Two pieces that have recently drawn some attention fit this mould exactly. One by Christopher Monckton (a viscount, no less, with obviously too much time on his hands) which comes complete with supplematary 'calculations' using his own 'M' model of climate, and one on JunkScience.com ('What Watt is what'). Junk Science is a front end for Steve Milloy, long time tobacco, drug and oil industry lobbyist, and who has been a reliable source for these 'cuckoo science' pieces for years. Curiously enough, both pieces use some of the same sleight-of-hand to fool the unwary (coincidence?).

But never fear, RealClimate is here!

The two pieces both spend a lot of time discussing climate sensitivity but since they don't clearly say so upfront, it might not at first be obvious. (This is possibly because if you google the words 'climate sensitivity' you get very sensible discussions of the concept from Wikipedia, ourselves and the National Academies). We have often made the case here that equilibrium climate sensitivity is most likely to be around 0.75 +/- 0.25 C/(W/m2) (corresponding to about a 3°C rise for a doubling of CO2).

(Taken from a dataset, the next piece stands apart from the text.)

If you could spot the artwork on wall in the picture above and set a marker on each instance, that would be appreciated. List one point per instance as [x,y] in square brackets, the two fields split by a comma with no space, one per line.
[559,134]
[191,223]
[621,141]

Both these pieces instead purport to show using 'common sense' arguments that climate sensitivity must be small (more like 0.2 W/m2, or less than 1°C for 2xCO2). Our previous posts should be enough to demonstrate that this can't be correct, but it worth seeing how they arithimetically manage to get these answers. To save you having to wade through it all, I'll give you the answer now: the clue is in the units of climate sensitivity - °C/(W/m2). Any temperature change (in °C) divided by any energy flux (in W/m2) will have the same unit and thus can be 'compared'. But unless you understand how radiative forcing is defined (it's actually quite specific), and why it's a useful diagnostic, these similar seeming values could be confusing. Which is presumably the point.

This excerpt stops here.